Said Sterling, “If he hits a home run to tie this game, this game will be certified as absolutely the nuttiest in the history of baseball." 

Gorman got the call on a breaking ball away to go ahead 0-and-2 and then came right at Camp with a fat pitch up in the zone. Big mistake.

Darling watched the no-doubter homer to leftfield from the top step of the dugout. Third baseman Ray Knight threw his hands in the air.  Howard Johnson, the shortstop, dropped to his knees. Dykstra collapsed to the ground in center.

Darling: “I knew as soon as he hit it . . . Everyone was like, well, this game has had everything and now it’s had more than everything.”

Hernandez: “I had the same reaction [leftfielder Danny Heep] had. He put his hands on his head. I was in disbelief. I remember looking at Gorman and Gorman looking at me like, ‘I didn’t mean to do it!’ ”

Howard Johnson: “In my mind I’m going, that looks like a home run . . . just couldn’t believe it. I watched Danny drop his glove. It was one of the weirdest games I’ve ever been in.”

Sterling, on the broadcast: “Holy cow! Oh my goodness! I don’t believe it! I don’t believe it! . . . That certifies this game as the wackiest, wildest, most improbable game in history!”

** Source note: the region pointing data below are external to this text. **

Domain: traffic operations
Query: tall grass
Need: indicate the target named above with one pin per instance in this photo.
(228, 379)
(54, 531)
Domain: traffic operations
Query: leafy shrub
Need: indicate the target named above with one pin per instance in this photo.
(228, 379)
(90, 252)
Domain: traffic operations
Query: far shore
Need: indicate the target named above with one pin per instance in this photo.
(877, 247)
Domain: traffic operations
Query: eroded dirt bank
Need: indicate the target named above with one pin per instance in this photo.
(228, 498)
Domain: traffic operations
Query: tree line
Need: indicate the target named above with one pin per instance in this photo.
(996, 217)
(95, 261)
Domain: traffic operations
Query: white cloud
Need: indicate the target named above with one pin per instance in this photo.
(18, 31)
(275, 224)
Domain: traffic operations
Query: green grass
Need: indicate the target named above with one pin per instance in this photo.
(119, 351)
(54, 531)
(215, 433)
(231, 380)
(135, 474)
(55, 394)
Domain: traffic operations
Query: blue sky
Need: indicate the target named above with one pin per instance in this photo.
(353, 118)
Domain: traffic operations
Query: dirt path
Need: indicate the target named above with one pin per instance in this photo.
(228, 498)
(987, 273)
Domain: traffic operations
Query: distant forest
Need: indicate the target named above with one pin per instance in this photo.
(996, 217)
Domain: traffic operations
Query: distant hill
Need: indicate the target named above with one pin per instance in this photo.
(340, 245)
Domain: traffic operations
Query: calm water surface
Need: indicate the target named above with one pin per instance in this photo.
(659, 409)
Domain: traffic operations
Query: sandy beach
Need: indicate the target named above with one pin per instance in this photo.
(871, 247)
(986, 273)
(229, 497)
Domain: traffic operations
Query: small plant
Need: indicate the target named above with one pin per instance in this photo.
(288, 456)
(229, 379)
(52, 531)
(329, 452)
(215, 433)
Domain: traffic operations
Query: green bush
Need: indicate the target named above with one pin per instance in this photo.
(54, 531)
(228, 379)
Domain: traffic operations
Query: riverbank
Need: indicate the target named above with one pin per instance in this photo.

More Sterling: ''I mean, if you told me that John Sterling's going to run for president and win, that wouldn't be any more improbable, and I gotta tell you, that's improbable. Un-be-lievable . . . That's the most amazing thing that's ever happened, in baseball. That's mind-boggling . . . The odds on that have to be a million to one. Ten million to one. What do I know.''

The Mets ended up scoring five runs in the top of the 19th. Darling, who had pitched two days earlier, had thrown a bullpen session that day and would pitch two days later, was called in to close it out. He didn’t mind: “I think everyone wanted to be in the boxscore.”

He allowed two runs before recording the final, blessed out: Camp, who struck out.

The fireworks went off at 4 a.m., frightening area residents who thought Atlanta was under attack.

The time of the game was 6 hours, 10 minutes, not counting the rain delays, which tacked on more than two hours. There were 22 walks and 46 hits, including 28 by the Mets, who left 20 runners on base. Carter and the Braves' Harper had five hits each and Wally Backman matched Hernandez with four.

The clubhouse, full of players who hadn't set foot on the field in hours, was littered with Chick-fil-A wrappers and beer cans. "It was full of half-drunk guys who were so excited for these adrenaline-pumped dudes coming off the field," Darling said. "It was a weird clashing of people in different mindsets. They were so emotional over a kind of nothing game in the middle of July." 

The ride back to the hotel was nothing short of delirious, even giddy. They were riding in an articulated bus — the ones with the accordion structure in the middle — and the streets were flooded.

“We were going down a hill and the bus bottomed out because there was a three-foot puddle,” Darling said. “All the water rushed onto the bus and everyone’s feet got wet and pants got wet and no one complained. No one said a swear word. Everyone just laughed. Bring it on.”

In the end, it was another team-bonding experience for the juggernaut that was to become the ’86 Mets. It was long, exhausting and bizarre, and, in Howard Johnson's words: “I remember saying this is the greatest game I’ve ever played in.”